Pour autant, loin de porter sur eux un regard moralisateur ou méprisant, Renoir montre une véritable sympathie pour ses personnages. Cela n’a rien d’étonnant lorsqu’on sait à quel point son cinéma est gorgé d’humanisme. Se dirigeant d’ailleurs lui-même dans la peau du débonnaire et bienveillant Octave, il affiche une tendresse et un émerveillement constants, devant et derrière la caméra. Des personnages comme Schumacher, Lisette, Marceau, et surtout le marquis de La Cheyniest (qui conserve, malgré la conscience de la proche désuétude de sa classe, une grâce et un panache admirables jusque dans la défaite) sont observés avec un regard affectueux, voir contemplatif. 

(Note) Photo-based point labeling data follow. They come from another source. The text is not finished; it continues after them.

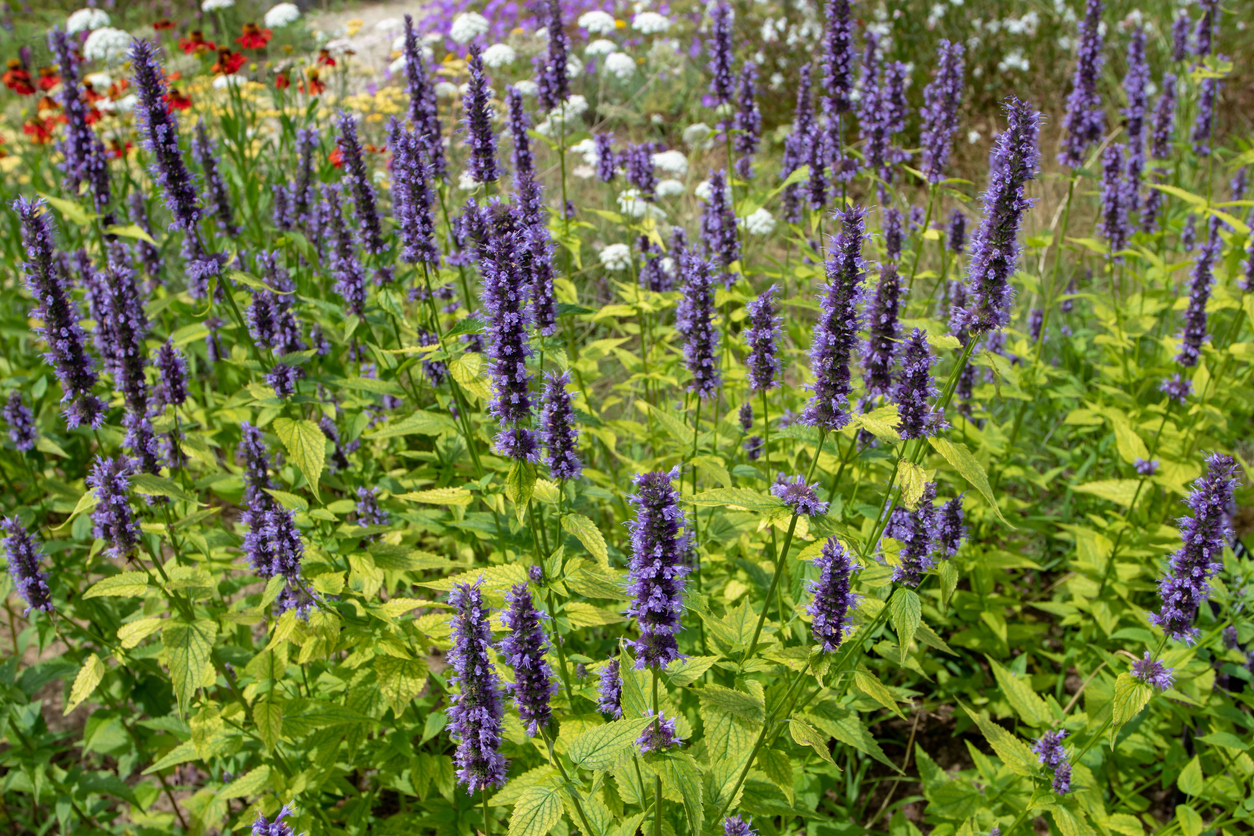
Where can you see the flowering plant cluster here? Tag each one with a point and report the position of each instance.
(463, 435)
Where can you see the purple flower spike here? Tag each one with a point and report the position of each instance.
(1085, 120)
(995, 248)
(475, 716)
(158, 129)
(1186, 584)
(30, 580)
(942, 99)
(49, 285)
(524, 651)
(611, 703)
(701, 336)
(833, 602)
(763, 340)
(114, 522)
(1053, 757)
(21, 423)
(479, 114)
(1153, 673)
(658, 567)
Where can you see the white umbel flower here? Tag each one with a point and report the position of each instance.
(87, 20)
(282, 15)
(467, 26)
(616, 257)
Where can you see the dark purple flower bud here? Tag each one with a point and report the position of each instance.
(158, 129)
(611, 703)
(475, 715)
(719, 222)
(21, 423)
(1186, 584)
(701, 337)
(942, 99)
(1153, 673)
(658, 568)
(800, 496)
(524, 651)
(1053, 757)
(113, 520)
(658, 736)
(995, 248)
(558, 429)
(721, 80)
(761, 337)
(29, 579)
(833, 600)
(48, 283)
(837, 331)
(479, 134)
(1085, 120)
(1199, 293)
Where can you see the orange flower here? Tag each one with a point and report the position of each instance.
(196, 43)
(253, 36)
(228, 62)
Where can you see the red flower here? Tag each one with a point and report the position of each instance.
(48, 78)
(228, 62)
(196, 43)
(176, 100)
(253, 36)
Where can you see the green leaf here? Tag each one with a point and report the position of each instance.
(537, 812)
(906, 612)
(306, 446)
(84, 683)
(590, 535)
(964, 463)
(1025, 701)
(399, 681)
(128, 584)
(187, 652)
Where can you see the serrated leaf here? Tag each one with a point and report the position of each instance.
(306, 448)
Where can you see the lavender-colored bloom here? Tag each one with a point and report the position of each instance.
(837, 332)
(217, 194)
(799, 496)
(720, 55)
(48, 283)
(172, 372)
(1199, 293)
(658, 567)
(879, 351)
(360, 184)
(719, 222)
(658, 736)
(479, 134)
(701, 337)
(1053, 757)
(833, 602)
(995, 248)
(423, 108)
(158, 129)
(29, 579)
(112, 517)
(21, 423)
(748, 122)
(558, 429)
(524, 651)
(475, 716)
(1085, 120)
(611, 703)
(1153, 672)
(942, 99)
(1186, 584)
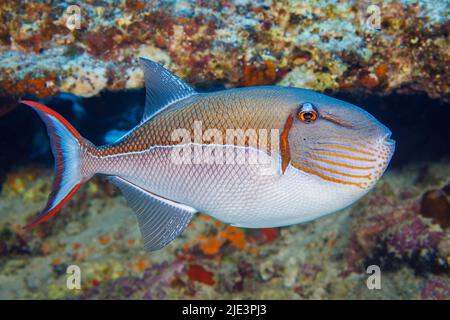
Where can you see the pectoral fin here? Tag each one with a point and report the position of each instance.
(160, 220)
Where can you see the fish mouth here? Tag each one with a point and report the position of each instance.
(387, 141)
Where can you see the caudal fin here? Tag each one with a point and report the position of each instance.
(66, 144)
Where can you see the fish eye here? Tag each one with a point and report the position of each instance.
(307, 113)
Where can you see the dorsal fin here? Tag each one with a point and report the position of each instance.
(162, 88)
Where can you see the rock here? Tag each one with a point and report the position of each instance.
(267, 270)
(328, 46)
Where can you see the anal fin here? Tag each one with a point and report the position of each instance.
(160, 220)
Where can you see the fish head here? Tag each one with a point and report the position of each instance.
(339, 143)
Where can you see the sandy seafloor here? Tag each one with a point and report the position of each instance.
(324, 259)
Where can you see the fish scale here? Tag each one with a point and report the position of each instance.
(311, 166)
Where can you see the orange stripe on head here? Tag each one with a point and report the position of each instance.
(340, 164)
(346, 148)
(337, 121)
(340, 155)
(344, 174)
(284, 143)
(328, 178)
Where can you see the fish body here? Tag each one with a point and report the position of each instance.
(252, 157)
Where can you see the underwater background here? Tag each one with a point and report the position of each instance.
(389, 57)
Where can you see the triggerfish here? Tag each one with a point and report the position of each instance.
(255, 157)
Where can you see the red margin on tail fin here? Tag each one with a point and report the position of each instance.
(52, 212)
(51, 209)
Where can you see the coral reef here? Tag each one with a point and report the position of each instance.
(323, 259)
(324, 45)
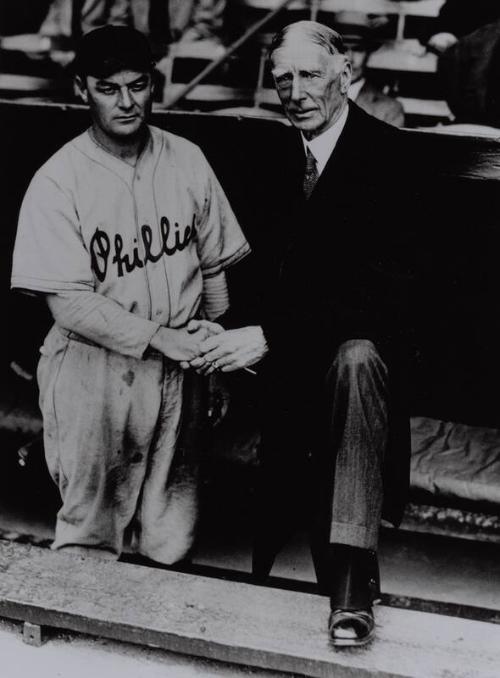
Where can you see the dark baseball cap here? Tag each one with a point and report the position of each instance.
(110, 49)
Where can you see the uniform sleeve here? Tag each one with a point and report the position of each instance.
(221, 242)
(49, 253)
(102, 321)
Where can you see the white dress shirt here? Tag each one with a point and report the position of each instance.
(322, 146)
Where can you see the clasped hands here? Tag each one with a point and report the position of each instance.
(225, 350)
(206, 346)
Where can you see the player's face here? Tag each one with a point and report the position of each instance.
(311, 83)
(119, 104)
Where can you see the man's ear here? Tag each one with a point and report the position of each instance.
(81, 89)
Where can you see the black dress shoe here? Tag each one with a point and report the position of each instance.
(353, 588)
(349, 628)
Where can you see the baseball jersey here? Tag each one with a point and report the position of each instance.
(144, 236)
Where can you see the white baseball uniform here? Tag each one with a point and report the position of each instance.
(121, 422)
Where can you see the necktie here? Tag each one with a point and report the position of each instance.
(310, 175)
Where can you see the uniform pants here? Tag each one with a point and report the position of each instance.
(122, 442)
(356, 401)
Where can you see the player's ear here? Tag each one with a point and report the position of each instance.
(345, 75)
(81, 88)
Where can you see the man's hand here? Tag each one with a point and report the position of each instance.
(231, 350)
(179, 345)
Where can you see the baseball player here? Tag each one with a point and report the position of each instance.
(126, 232)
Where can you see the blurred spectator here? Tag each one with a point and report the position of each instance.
(458, 18)
(73, 18)
(357, 30)
(470, 73)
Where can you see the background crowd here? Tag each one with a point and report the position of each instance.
(451, 78)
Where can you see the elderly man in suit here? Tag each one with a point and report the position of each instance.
(330, 342)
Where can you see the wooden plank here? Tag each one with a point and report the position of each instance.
(429, 107)
(233, 622)
(428, 8)
(210, 93)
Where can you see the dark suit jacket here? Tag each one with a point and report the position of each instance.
(341, 270)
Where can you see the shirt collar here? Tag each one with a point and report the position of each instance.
(356, 88)
(322, 146)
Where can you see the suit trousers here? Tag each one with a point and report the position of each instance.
(355, 405)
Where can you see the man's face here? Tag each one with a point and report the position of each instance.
(358, 57)
(120, 103)
(311, 83)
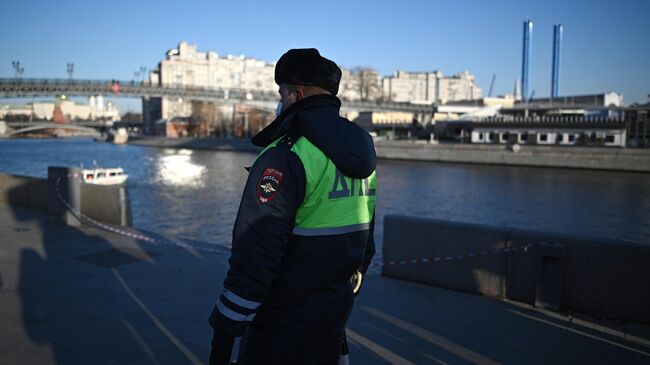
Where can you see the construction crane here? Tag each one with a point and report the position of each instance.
(494, 77)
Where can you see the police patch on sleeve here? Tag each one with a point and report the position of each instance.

Sans les en blâmer, Renoir montre que les classes sociales que représentent ses personnages ne font que se prêter à un jeu de société grandeur nature, dont les règles et les conventions apparaissent à la fois comme l’objet de l’exercice (et donc du film) et sa limite. Etouffés par ce carcan immatériel, ils finiront tous par se libérer des attentes sociales exigées par le rang qu’ils occupent. 

En cela, l’aspect théâtral imprégnant le film servait le propos sous-jacent de Renoir, visant à dénoncer l’artificialité des rapports sociaux. Les codes qui régissaient les classes sociales y sont dépeints comme de simples masques, prêts à tomber à tout instant, car vidés de leur sens par une guerre imminente qui allait tout remettre en cause. Ce n’est d’ailleurs pas par hasard que l’un des clous du spectacle donné par les invités est un ballet de squelettes, une danse macabre à laquelle assiste l’ensemble des protagonistes du film, maîtres comme valets, réunis dans un même plan séquence. Cette vision infernale annonce prophétiquement les heures sombres qu’allait bientôt connaître le monde, et fait de La Règle du jeu un film viscéralement pessimiste.

© D.R.

© D.R.

Ce n’est finalement qu’en 1965, lors d’une re-sortie parisienne, que le film connut enfin le succès qu’il méritait. La Nouvelle Vague avait fait son office, d’abord par le biais des journalistes aux Cahiers du Cinéma, puis par celui d’une nouvelle génération de réalisateurs, pour lesquels Jean Renoir fut l’une des influences majeures. Le monde avait changé, de même que ses modes de représentation, au premier rang desquels le cinéma. La Règle du jeu occupe depuis une place de choix parmi les plus grands films de l’histoire du 7ème Art.